MISDIAGNOSED AS A TRIGGER PROBLEM
After every round, the student wants to see where it went. They move the head, chase the hole, adjust the aim point, and fire again. The gun drops, or drifts to even slightly to one side, the sight picture changes and sometimes even the grip as well. This may be a subconscious micro change by the shooter, but it will affect grouping. The shooter is interrupting what should be a consistent system on every single shot.
Sometimes it is anticipation. Sometimes it is grip. Often, the shooter is simply trying to watch the bullet. They are changing the relationship between their eyes, the gun, and the target on every shot.
No amount of trigger coaching fixes that.
RED DOTS DID NOT CREATE THE PRESENTATION PROBLEM. THEY REVEALED IT
On iron sights, a shooter can compensate for an inconsistent index with subconscious head movement and still find a rough sight picture, but this will slow the time for rounds on target. Assuming the optic is mounted securely and zeroed, the bullet should go where the dot does. It appears, or it does not. Every shooter who struggles to find the dot is showing you something that was already broken.

The dot is not just an optic. Used correctly, it is a diagnostic instrument.

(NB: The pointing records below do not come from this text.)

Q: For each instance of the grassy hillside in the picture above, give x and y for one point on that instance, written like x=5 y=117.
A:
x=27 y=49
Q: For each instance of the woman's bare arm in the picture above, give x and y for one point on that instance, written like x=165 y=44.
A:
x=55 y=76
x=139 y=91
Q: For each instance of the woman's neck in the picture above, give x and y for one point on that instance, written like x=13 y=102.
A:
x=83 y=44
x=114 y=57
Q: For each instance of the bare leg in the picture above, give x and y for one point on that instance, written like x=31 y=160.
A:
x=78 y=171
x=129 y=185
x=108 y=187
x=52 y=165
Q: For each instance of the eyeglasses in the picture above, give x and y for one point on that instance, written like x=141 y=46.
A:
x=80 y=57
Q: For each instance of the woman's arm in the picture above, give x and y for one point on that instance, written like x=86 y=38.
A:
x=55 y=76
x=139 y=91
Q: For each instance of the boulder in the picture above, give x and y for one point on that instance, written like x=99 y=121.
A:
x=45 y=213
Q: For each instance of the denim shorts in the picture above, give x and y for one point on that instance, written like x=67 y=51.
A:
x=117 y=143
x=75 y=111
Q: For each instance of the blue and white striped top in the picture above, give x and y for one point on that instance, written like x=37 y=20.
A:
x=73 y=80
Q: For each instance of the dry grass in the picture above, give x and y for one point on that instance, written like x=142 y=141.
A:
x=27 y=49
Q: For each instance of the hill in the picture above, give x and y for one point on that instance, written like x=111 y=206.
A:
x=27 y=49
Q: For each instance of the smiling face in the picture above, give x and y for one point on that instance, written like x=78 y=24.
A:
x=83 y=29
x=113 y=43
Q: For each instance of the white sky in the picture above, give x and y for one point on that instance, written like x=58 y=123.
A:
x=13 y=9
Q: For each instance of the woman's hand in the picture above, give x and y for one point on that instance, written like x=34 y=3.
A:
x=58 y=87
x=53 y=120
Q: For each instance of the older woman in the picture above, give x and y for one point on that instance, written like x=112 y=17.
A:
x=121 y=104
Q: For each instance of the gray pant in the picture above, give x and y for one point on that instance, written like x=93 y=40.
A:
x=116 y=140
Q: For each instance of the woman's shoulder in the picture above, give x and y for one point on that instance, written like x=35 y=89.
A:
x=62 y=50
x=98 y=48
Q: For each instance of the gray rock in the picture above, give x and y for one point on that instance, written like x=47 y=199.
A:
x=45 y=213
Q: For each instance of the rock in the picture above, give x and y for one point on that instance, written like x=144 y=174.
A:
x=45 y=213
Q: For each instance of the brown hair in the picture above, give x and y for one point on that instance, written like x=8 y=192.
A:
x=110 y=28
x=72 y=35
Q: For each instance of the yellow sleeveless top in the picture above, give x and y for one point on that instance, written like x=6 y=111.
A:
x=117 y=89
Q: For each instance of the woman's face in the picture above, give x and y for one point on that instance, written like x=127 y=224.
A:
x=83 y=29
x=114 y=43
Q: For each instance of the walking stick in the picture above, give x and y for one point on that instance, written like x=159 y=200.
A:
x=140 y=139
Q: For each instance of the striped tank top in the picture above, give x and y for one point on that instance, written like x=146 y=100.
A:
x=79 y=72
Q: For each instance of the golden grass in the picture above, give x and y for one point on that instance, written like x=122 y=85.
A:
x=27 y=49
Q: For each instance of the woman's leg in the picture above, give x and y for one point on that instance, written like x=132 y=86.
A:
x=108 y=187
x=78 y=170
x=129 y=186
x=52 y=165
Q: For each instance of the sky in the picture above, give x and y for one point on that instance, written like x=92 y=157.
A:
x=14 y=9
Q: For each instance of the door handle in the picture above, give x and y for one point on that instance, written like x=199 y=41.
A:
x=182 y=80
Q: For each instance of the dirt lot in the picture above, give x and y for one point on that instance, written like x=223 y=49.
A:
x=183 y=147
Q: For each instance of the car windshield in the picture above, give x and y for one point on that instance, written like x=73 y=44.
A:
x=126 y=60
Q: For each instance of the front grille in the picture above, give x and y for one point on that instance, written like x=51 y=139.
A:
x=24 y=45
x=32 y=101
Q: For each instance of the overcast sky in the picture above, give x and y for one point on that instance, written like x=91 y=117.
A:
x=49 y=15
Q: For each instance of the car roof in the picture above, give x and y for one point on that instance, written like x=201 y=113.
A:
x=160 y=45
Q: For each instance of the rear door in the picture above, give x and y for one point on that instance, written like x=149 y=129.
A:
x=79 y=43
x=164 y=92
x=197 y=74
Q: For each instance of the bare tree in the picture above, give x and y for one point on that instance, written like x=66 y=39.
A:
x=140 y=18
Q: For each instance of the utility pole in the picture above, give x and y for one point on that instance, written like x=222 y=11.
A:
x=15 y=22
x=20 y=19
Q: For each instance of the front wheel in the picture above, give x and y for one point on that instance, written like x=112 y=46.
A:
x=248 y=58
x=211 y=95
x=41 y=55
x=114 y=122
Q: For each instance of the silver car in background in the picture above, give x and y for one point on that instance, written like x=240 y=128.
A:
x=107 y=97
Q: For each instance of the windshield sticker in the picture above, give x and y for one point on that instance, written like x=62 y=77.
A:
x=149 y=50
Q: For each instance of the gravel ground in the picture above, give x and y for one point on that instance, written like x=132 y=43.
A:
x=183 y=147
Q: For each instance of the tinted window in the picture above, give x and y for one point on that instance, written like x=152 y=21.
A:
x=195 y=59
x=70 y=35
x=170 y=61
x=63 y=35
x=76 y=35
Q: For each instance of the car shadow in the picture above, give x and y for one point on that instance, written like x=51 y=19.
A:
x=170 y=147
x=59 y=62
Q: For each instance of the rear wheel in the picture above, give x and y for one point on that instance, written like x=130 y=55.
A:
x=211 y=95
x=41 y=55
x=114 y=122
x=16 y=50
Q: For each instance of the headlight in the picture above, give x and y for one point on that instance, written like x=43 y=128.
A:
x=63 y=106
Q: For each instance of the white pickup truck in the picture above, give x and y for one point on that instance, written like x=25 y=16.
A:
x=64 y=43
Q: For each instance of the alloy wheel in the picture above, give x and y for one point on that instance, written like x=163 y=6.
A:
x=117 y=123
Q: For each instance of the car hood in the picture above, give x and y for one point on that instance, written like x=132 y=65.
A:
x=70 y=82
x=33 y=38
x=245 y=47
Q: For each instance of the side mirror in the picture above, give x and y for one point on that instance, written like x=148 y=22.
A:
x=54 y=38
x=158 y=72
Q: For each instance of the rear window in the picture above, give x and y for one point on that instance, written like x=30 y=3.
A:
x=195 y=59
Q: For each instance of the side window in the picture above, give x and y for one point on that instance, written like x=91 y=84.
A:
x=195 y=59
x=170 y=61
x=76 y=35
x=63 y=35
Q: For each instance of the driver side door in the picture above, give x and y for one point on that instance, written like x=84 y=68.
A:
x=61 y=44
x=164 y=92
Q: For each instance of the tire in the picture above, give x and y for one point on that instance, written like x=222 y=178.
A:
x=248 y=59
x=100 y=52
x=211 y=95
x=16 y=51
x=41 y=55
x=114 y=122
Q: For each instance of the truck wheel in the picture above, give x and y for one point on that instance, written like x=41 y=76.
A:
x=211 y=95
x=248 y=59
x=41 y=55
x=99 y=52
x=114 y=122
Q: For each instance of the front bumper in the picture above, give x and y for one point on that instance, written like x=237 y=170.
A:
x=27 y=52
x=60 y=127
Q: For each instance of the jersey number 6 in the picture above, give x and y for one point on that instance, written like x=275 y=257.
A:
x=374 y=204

NATURAL POINT OF AIM STOPS THE INTERRUPTION
When a shooter targets first, presents naturally, and trusts the body's alignment before confirming with the sights, the group comes in. Then you add the sights or the dot for more precise shooting. The sequence becomes: target focus, presentation, find the sights, confirm, press. A student can follow that. A student cannot follow seven simultaneous corrections from a static firing line.
Once the presentation is consistent, the dot appears. Not because the optic changed, but because the gun is arriving in the same place. The shooter stops searching. The confidence improvement is real because it is grounded in something the body now understands.
THIS MATTERS MORE UNDER STRESS, NOT LESS
In a defensive situation, the shooter is not thinking about perfect breathing. They need a body position that already makes sense under pressure. Stand like someone is about to throw a basketball at you. Relaxed, balanced, ready to move. Not locked into a range stance. A ready human posture that can adapt to a push, a draw, a repositioning.
DIAGNOSIS IS NOT LEARNED FROM A CERTIFICATE ALONE
Static range fundamentals have value. They are not the whole subject
A short course can teach terminology, safety protocol, and class structure. It cannot give an instructor enough range-side repetitions to see the difference between a trigger problem, a presentation problem, and a student who is simply chasing the last hole in the paper. That gap closes over time, or it does not close at all.
The other side of that: experience from ten years ago is not a permanent advantage. Red dots became standard handgun configuration before most instructor curricula caught up. The optic is on the gun. The lesson plan is still iron-sight era. That gap is not the shooter's fault.
The job is not to protect what you learned. The job is to make the student better.
MONDAY MORNING
Before correcting the trigger. Before explaining the dot. Before building another static stance. Watch where the gun arrives when the student looks at the target and extends naturally. If it does not arrive in the same place twice, the next lesson is not marksmanship.
It is presentation. A great tool even before going to the range can be using a dry fire laser training aid. I often have my students focus on something as small as a light switch and present and fire without use of any sighting system. Often the laser-aid is a self-correcting tool and students suddenly can hit the intended “target” as the concept and body mechanics come together for them.
The sights can only confirm what the body can repeat.